Greenhouse Management magazine has published a report on "What do consumers want?" Plant brand companies Proven Winners and Ball horticultural conducted a consumer survey this spring and the results are here. The first thing we see is we call our customers "consumers". We can't pick on Proven Winners or Ball for this as it is wide-spread throughout retail. We are not individuals each with different want's and desires but rather consuming machines whose sole purpose on earth is to "consume" goods. I truly wish we could come up with a better term for the individuals that either shop at, or would like to shop at our stores.
The bad news is 11 million fewer households participated in gardening from 2005 to 2010. The average amount spent by household also decreased from $532 to $355. Ouch, that has to hurt and of course shows up in the rash of garden center closing going on around us. According to nursery consultant Ian Baldwin, "Younger generations are much less interested in gardening". Another interesting figure according to Proven Winners, "women make up 93% of the customer base". So according to the article we are supposed to, "continue to serve the baby boomers as they downsize and retire," and secondly, "we must quickly develop products, services, and programs that appear relevant to the lives of consumers under 44 years old." Great, our target market (matures) is shrinking and downsizing, and we are not relevant to people under 44. Quickly now, start becoming relevant!

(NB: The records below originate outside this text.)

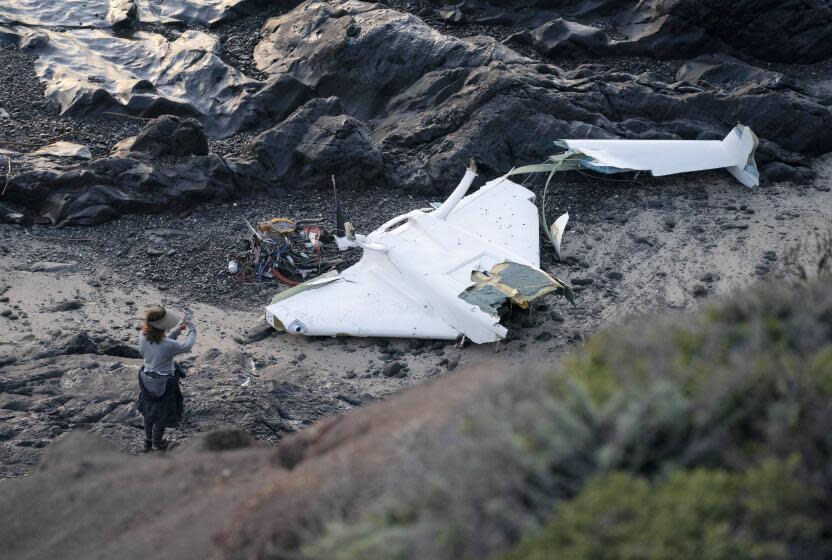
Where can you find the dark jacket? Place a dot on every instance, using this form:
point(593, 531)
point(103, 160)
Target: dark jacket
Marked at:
point(164, 410)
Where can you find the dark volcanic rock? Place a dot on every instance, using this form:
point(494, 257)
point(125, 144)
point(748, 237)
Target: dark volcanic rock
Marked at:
point(170, 135)
point(106, 188)
point(776, 30)
point(560, 37)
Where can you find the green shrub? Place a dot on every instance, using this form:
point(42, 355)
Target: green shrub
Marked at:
point(699, 514)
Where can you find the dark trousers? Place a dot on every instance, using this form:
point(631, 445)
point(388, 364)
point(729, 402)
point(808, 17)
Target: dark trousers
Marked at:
point(153, 433)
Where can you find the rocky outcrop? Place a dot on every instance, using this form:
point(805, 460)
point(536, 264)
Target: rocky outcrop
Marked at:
point(312, 144)
point(433, 101)
point(371, 94)
point(105, 188)
point(167, 136)
point(115, 13)
point(791, 31)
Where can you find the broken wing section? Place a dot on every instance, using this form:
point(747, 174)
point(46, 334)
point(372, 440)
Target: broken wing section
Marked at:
point(365, 300)
point(667, 157)
point(503, 214)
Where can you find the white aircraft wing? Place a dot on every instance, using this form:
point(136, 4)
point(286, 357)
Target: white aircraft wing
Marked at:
point(367, 299)
point(503, 214)
point(666, 157)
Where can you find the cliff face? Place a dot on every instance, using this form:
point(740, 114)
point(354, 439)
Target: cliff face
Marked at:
point(712, 404)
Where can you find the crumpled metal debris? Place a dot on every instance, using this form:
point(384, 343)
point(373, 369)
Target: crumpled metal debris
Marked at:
point(286, 251)
point(439, 272)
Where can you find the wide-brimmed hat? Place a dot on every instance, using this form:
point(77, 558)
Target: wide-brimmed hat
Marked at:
point(169, 320)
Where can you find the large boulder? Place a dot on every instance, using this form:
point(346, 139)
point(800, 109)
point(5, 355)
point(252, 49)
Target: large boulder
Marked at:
point(168, 135)
point(108, 187)
point(433, 101)
point(316, 141)
point(777, 30)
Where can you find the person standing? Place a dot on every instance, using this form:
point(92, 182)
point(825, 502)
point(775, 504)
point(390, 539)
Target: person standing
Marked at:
point(160, 398)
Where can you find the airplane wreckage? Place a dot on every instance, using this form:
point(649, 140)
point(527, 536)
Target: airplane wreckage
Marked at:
point(453, 270)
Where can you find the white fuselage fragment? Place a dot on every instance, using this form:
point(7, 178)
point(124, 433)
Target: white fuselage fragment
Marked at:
point(414, 268)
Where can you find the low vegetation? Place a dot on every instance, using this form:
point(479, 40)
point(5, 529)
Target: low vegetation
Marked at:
point(704, 435)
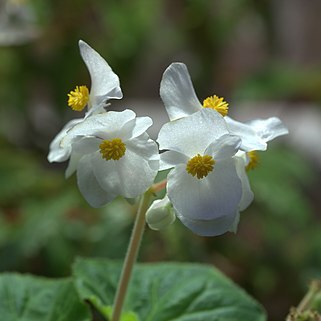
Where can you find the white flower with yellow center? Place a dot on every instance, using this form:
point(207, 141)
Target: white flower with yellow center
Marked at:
point(113, 156)
point(104, 86)
point(203, 185)
point(180, 100)
point(104, 83)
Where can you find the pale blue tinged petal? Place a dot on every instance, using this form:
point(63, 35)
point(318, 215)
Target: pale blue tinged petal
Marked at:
point(129, 176)
point(177, 92)
point(192, 135)
point(136, 127)
point(73, 163)
point(109, 123)
point(60, 147)
point(89, 186)
point(215, 227)
point(247, 194)
point(235, 223)
point(250, 139)
point(171, 159)
point(85, 145)
point(224, 147)
point(268, 129)
point(104, 82)
point(216, 195)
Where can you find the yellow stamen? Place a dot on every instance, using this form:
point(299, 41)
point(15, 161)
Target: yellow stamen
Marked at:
point(78, 98)
point(217, 104)
point(253, 160)
point(200, 165)
point(112, 149)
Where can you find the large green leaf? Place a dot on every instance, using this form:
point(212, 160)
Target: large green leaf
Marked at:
point(28, 298)
point(167, 291)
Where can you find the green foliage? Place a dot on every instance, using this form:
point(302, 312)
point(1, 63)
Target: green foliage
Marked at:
point(28, 298)
point(162, 292)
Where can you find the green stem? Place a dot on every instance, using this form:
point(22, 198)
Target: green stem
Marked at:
point(131, 255)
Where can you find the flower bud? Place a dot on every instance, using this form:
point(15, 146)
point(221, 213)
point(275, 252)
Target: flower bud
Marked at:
point(160, 214)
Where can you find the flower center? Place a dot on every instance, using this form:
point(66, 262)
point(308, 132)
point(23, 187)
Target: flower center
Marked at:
point(112, 149)
point(217, 104)
point(253, 160)
point(78, 98)
point(200, 166)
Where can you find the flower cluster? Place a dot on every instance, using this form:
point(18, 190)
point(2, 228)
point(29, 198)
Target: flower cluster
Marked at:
point(206, 152)
point(111, 151)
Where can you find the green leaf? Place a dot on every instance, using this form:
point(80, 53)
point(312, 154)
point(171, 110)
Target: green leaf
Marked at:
point(28, 298)
point(167, 291)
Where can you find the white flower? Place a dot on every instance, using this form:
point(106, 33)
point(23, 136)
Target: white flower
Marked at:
point(113, 156)
point(180, 100)
point(104, 83)
point(203, 186)
point(104, 86)
point(160, 214)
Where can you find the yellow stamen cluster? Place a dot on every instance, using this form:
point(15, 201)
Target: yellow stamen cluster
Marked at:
point(112, 149)
point(200, 166)
point(253, 160)
point(217, 104)
point(78, 98)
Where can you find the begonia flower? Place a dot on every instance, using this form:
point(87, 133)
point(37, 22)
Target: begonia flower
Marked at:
point(203, 184)
point(160, 214)
point(104, 86)
point(113, 156)
point(180, 100)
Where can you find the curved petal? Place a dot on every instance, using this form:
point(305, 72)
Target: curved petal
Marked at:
point(104, 82)
point(85, 145)
point(131, 175)
point(214, 227)
point(109, 124)
point(177, 92)
point(216, 195)
point(192, 135)
point(171, 159)
point(89, 186)
point(136, 127)
point(247, 194)
point(250, 140)
point(73, 164)
point(60, 147)
point(268, 129)
point(224, 147)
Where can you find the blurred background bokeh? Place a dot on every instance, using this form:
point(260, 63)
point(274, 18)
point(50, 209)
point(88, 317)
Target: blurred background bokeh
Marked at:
point(263, 56)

It is a shrinking market and we are going to continue to see a shrinking trade. More small INGC will close, more wholesale suppliers will close, and more distributors will close. These closed businesses will not be replaced by new business, so we are going to see a continuation of the shrinking horticultural trades. This of course worries the large concerns like PW or Ball Horticultural. They depend on a broad market to sell their goods and are not good at niche selling, which is where the action is in the trade. So you have to look at these surveys with a certain amount of skepticism and an abundance of local knowledge.
Questioning someone like Annie's Annuals in the SF Bay Area about the percentage of annuals sold vs. perennials you might find they have results way different from the survey suggests. Go into any hydroponic shop in the area and watch to see the male vs. female ratio and you will find it is predominately a male customer base, and well below the 44-year-old criteria. The survey also asks, "What are you interested in?" with 10.78% saying perennials, 10.64% saying containers, 9.84% shade plants, etc. Where is the percentage of the one area the survey say's is growing, vegetable gardening?
I get a feeling we are trying to hold on to a way of looking at gardening that was more appropriate 10 years ago. There is no "average" gardener anymore. There are a myriad of different types and styles of gardening that get missed by these surveys. The surveys are really more appropriate for large concerns that try to appeal to a large swath of customers over a large geographic area. The survey tells a smaller garden center what? That purple is the favorite color for 2010? Remember how we we're told back in 2007 that DIFM (do it for me) was the next big trend? Many of the same people giving advice now we're telling us to jump on the DIFM bandwagon. How did following that trend work out?
We have been saying for years that the way forward for the smaller garden center was to "make the trends" rather than follow them. Again and again its businesses that create trends that set the course. There are lot's of them out there, but you won't find them listed in the trade magazines, or in these surveys. We mentioned Annie's Annuals, but there is also Peaceful Valley Farm Supply, which jumped on the organic bandwagon before there was a bandwagon. Baker Creek Heirloom Seeds, which this week is putting on the Pure Food Expo at The Sonoma County Fairgrounds. The Cactus Jungle in Berkley where they only deal with cactus and succulents (which didn't even show up on the survey), and make their own potting soil. Two Green Thumbs, the only miniature garden center around. The list goes on.
Don't follow trends. By then it's too late. Look out into your region of influence and find out what needs are being poorly met by the current players. Or better, create a whole new category that you can call your own. The smaller and more niche oriented your business the better chance you have of attracting, and creating "passionate gardeners".